Efficiency measures in the generation, transport and use of energy will need to be vastly improved so that, for example, waste heat is recovered from boilers and stored or used elsewhere, leakage is reduced with insulation and improved materials, and automated ”smart” controls regulate energy use throughout buildings, from switching off lights in unoccupied rooms to adjusting heating and cooling systems. (I'll be discussing smart networked cities in my next column)

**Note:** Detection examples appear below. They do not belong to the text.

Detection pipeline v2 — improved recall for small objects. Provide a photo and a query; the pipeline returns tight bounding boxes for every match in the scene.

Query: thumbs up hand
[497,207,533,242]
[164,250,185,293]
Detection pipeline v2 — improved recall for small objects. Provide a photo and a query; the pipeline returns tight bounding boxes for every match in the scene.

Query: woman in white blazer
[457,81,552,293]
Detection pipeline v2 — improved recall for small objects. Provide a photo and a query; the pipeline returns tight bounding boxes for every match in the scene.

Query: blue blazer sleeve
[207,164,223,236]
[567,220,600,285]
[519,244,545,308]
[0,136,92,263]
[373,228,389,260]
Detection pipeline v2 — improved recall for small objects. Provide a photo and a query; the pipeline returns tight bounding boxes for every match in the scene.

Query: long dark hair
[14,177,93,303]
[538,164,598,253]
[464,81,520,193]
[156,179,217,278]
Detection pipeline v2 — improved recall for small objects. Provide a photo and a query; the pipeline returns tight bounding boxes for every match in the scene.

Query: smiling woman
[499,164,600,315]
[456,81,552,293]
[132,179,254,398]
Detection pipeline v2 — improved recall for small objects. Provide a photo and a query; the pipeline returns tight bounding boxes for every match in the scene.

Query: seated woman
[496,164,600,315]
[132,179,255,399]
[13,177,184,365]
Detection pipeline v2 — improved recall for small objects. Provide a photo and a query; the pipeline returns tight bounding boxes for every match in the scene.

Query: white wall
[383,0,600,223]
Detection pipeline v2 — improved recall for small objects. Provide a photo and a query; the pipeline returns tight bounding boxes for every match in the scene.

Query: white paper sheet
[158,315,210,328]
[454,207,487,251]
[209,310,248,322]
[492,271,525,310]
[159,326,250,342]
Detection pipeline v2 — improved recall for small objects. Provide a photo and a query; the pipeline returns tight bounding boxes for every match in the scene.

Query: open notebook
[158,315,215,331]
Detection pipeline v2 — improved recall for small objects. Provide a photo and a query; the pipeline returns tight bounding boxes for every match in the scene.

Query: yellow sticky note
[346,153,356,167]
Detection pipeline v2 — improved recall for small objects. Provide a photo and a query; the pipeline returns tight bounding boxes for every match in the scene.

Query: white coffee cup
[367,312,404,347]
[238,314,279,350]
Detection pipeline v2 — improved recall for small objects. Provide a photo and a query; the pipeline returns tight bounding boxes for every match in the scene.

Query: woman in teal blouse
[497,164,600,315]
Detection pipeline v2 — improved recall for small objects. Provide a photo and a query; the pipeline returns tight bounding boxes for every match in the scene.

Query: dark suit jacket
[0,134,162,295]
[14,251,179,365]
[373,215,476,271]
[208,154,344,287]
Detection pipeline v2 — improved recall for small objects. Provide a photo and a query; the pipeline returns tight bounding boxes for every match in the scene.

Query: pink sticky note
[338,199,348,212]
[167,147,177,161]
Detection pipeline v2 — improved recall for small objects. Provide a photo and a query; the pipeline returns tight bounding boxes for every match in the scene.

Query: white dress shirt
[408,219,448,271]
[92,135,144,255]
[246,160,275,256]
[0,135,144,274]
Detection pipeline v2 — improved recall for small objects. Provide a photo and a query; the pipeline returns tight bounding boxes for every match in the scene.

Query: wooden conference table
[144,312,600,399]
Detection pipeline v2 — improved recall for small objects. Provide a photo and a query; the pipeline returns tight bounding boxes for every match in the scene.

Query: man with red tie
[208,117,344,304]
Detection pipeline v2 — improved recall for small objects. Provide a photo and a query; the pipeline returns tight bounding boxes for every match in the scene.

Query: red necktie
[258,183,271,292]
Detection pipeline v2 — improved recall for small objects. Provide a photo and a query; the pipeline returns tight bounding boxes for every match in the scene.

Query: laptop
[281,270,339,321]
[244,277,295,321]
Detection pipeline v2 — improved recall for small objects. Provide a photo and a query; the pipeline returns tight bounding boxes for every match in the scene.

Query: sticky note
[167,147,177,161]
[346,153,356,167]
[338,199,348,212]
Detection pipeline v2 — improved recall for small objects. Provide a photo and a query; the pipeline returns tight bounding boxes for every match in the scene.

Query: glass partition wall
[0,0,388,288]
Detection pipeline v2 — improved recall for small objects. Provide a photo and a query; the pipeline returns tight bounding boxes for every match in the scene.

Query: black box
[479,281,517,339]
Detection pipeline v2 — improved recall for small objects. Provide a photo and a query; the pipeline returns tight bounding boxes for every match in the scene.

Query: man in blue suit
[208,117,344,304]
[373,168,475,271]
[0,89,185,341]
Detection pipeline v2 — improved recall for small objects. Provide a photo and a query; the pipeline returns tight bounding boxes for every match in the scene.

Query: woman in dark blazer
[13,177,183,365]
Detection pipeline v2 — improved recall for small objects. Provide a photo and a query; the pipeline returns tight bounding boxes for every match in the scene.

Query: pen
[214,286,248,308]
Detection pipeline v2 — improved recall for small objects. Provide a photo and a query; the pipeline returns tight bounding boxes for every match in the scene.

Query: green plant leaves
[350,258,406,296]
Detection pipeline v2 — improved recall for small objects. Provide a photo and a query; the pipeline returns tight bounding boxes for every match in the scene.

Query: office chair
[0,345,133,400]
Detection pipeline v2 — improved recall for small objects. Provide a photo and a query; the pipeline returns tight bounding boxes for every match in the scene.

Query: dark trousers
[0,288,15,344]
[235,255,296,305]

Decentralised and renewable energy production, which is often erratic or (in the case of solar or tidal) depends on the time of day, require a smart grid that is far more flexible than the 20th-century ones used in most cities today. A smart grid relies on sensors and feedback mechanisms to detect customer demand and adjust the load accordingly. For example, at peak demand – 7am when people all switch their kettles on – standby generators or storage devices can be brought online, while some gadgets, such as refrigerators or air-conditioning systems can be automatically dialled down or switched off for a short time.

Off the grid

Most countries are looking to adopt smart grids in the coming years, partly because they are far more efficient and so use less energy, but also because they allow for renewable energy integration – monitoring and sensing demand and supply in real-time and balancing loads accordingly – and for individual householders to feed their excess electricity back to the grid. Grid upgrades are essential – even large cities like New York have been experiencing crippling blackouts – but are expensive and disruptive, and resisted by energy-intensive industries such as cement works, which prefer “baseload” power plants. Currently, the intermittent nature of wind and solar generation is overcome by relying on back-up from plants powered by fossil fuels, nuclear or falling water (hydroelectric).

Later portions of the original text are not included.